No worries. Considering it's right in front of the rear bumper brace and the frame is pretty rusty, I'm thinking someone must have pulled a heavy trailer too much or something. Since the frame rail is a C shape, I'm thinking of taking a fish plate and putting it on the inside of the crack and then fill in the crack from the other side with a normal MIG welder. Then running a bead along the outside of the fish plate on the inside of the frame. After that, I'll grind down the outside of the frame smooth. That way it will look seamless, but the plate will be on the inside. What do you think?

Jesse


----------



## Bondo

> What do you think?


Ayuh,... Short of replacing the frame rail, it might work Ok...

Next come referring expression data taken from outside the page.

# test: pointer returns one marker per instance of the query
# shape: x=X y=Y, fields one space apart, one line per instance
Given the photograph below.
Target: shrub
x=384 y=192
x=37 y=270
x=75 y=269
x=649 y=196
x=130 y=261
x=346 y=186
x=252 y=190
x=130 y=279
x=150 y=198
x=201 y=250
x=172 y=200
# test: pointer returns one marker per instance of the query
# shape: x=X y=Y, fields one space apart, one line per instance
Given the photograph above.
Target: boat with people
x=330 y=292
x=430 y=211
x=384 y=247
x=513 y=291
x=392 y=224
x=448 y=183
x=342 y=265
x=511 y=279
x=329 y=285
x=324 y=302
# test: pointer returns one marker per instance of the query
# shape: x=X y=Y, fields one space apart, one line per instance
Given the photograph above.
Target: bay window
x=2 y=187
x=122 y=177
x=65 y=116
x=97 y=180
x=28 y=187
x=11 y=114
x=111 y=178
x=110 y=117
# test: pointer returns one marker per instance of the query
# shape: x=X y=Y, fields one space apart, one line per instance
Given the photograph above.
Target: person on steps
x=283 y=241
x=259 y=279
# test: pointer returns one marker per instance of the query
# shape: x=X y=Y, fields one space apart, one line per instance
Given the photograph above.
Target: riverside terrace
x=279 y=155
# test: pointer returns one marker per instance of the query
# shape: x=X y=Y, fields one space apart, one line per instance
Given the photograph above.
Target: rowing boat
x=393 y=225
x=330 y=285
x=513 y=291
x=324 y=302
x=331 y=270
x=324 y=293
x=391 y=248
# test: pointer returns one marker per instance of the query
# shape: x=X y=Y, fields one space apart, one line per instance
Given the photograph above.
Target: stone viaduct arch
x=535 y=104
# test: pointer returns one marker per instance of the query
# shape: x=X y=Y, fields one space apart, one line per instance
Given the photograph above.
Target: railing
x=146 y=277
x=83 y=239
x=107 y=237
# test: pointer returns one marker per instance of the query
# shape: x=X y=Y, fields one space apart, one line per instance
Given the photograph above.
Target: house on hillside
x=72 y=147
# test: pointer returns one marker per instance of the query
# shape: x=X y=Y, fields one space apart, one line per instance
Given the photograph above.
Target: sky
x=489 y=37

Btw,... Cut the fishplate in a diamond pattern, 'n do *NOT* weld the ends completely....
It'll keep the rails from crackin' at the ends of the fishplate...


----------



## jpearson311

Bondo said:


> Ayuh,... Short of replacing the frame rail, it might work Ok...
> 
> Btw,... Cut the fishplate in a diamond pattern, 'n do *NOT* weld the ends completely....
> It'll keep the rails from crackin' at the ends of the fishplate...


When you say the ends of the fish plate, you mean the points? Like the top, left, bottom and right sides of the diamond shape?

Jesse


----------